Qu’il semble ardu d’exister dans l’ombre des géants que sont Pixar, Dreamworks et cette frange de studios de moindre envergure qui, en dépit de moyens plus limités, illuminent le cinéma de leur intelligence créative. Une façon de dire qu’il est possible de s’y faire une place, à raison de plus si vous possédez la force de frappe d’une production estampillée Columbia/Sony Pictures : mais, comme bien souvent, la quantité est rarement un gage de qualité…

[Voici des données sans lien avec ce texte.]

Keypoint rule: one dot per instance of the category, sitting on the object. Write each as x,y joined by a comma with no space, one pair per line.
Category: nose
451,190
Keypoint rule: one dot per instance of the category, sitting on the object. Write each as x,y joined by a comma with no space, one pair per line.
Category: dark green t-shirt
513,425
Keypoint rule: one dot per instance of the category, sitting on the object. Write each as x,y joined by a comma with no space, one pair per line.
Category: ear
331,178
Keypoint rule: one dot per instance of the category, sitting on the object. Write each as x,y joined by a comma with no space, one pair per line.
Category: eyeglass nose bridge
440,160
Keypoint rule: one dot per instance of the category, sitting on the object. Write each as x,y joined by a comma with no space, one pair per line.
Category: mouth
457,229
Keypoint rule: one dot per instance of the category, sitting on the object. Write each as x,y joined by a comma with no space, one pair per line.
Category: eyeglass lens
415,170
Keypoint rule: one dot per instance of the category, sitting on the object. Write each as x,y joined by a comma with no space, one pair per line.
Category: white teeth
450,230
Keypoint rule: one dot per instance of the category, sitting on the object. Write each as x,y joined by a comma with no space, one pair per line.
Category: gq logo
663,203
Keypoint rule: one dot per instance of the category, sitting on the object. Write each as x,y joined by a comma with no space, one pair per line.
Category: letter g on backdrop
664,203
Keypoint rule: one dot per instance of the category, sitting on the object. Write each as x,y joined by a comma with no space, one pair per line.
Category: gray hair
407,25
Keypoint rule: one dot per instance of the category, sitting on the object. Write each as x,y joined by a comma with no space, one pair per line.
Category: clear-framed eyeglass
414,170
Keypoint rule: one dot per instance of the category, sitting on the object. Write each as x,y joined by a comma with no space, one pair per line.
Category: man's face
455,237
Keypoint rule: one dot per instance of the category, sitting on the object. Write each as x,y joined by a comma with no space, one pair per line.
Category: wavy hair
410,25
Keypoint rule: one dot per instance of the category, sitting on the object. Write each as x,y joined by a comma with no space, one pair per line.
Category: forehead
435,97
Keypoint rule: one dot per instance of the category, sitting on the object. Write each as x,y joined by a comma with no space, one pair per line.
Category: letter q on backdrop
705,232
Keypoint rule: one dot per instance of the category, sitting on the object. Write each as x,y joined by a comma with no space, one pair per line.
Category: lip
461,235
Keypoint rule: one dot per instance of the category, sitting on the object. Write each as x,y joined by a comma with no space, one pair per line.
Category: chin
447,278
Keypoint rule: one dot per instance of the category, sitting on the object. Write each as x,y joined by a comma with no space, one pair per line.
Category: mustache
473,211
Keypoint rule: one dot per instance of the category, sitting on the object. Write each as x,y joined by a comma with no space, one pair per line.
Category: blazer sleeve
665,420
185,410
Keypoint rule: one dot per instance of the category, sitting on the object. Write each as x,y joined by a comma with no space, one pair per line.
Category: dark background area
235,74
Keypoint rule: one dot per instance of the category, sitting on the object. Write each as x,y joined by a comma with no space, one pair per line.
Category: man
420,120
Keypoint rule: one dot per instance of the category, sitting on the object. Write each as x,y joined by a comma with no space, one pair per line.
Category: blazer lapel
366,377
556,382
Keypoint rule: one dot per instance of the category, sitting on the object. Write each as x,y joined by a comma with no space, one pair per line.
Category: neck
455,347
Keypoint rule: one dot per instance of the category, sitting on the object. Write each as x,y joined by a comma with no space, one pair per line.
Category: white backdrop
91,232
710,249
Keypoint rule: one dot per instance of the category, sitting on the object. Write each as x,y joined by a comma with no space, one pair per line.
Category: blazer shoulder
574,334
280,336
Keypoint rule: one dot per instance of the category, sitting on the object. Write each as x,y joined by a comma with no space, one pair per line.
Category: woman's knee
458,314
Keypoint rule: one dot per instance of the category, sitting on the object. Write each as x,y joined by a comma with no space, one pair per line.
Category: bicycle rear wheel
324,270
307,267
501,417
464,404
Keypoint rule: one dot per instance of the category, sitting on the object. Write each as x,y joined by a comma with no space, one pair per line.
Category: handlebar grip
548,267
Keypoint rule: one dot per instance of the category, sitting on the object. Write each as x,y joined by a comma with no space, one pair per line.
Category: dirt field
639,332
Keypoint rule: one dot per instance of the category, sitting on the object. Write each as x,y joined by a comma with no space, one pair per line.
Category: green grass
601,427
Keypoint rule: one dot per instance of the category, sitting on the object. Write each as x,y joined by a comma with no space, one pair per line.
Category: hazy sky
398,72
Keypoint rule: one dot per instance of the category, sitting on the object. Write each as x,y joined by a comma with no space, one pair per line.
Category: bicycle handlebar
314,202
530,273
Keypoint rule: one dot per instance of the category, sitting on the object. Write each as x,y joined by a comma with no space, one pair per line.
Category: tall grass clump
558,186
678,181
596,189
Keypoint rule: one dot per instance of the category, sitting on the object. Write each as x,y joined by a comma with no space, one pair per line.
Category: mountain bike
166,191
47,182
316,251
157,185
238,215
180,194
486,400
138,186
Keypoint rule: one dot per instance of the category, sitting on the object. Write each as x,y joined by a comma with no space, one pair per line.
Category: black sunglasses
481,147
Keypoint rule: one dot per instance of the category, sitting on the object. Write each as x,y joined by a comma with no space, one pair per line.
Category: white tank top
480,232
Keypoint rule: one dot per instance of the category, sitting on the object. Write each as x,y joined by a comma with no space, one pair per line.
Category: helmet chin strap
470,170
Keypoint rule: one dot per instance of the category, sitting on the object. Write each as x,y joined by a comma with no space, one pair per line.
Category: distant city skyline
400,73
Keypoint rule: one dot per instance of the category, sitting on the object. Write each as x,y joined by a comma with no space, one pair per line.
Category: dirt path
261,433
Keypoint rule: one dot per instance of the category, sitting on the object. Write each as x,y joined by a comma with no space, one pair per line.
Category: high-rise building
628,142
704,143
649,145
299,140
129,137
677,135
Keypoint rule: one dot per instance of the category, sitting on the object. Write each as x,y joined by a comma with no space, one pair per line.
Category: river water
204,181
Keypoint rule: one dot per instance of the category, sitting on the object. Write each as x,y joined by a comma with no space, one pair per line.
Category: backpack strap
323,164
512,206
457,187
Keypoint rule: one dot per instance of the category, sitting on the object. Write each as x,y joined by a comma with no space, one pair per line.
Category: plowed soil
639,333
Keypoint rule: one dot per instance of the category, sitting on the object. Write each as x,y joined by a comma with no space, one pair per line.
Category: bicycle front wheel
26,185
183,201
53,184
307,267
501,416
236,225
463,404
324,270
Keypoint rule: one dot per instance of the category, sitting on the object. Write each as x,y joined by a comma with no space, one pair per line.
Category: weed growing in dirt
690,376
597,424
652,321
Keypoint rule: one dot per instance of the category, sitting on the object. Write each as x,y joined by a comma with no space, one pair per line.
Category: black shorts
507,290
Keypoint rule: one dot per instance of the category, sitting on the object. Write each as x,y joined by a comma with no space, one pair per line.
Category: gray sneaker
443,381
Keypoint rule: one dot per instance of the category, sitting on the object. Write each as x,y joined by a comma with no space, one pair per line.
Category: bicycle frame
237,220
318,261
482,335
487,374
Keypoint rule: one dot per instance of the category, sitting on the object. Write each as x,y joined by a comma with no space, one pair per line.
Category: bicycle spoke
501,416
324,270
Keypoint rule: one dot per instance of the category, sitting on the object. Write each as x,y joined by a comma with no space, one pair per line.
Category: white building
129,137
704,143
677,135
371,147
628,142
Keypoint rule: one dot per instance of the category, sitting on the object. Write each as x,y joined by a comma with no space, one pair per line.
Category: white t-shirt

À première vue, Open Season pouvait y aller de son petit effet : c’est-à-dire de maintenir l’illusion, surtout via un humour omniprésent, composant par voie de fait un divertissement sympathique à l’ambiance bon enfant. Néanmoins, le temps fini par passer, et les exemples de réussites (de tous bords) se multiplient : il devient alors évident que, n’en déplaise à des souvenirs complaisants, le long-métrage de Roger Allers et Jill Culton n’est en rien une œuvre louable.
Non pas qu’il faille lui jeter la pierre, les tribulations de Boog et Elliot demeurant délurées et sans prise de tête, mais l’évidence s’impose d’elle-même : c’est sacrément pauvre, et ce sur tous les plans. Le regard paradoxalement attiré par sa ribambelle de décors appauvris, pour ne pas dire dénudés, son animation au rabais saute littéralement aux yeux : le design résolument cartoonesque de ses personnages est certes amusant, mais convenons que c’est bien peu, d’autant qu’Open Season a cette fâcheuse tendance à trop en faire pour sauver la face.
Sans envergure d’aucune sorte, ses principales prétentions pourraient donc résider dans son « choc des cultures », soit l’énième rencontre entre le monde humain et celui sauvage : avec pour socle commun le balourd Boog, pas aidé par le doublage rébarbatif de Martin Lawrence, cette intrigue aurait pu s’en sortir davantage si elle n’avait pas autant repompé les fondations d’un certain Shrek. Le mimétisme vis-à-vis de sa rencontre (et le duo qu’il formera) avec l’Âne, ainsi que la trame autour de son appartenance à un univers qu’il rejette en bloc, est tel qu’il est impossible d’attribuer à Open Season toute once de fraîcheur.
Vivant et mourrant au rythme de ses facéties sans garde-fous, ce long-métrage pesant (tout de même) 85 millions de dollars paraît bien creux : si les plus jeunes y trouveront peut-être leur compte, il n’en ira pas de même pour les spectateurs plus (ou moins) avertis, lassitude et autres sourires résignés faisant rapidement leur nid dans ce gloubi-boulga prévisible de bout en bout. Il va donc sans dire que nous nous épargnerons la peine de découvrir ses suites, toutes sorties (ô surprise) directement en vidéo.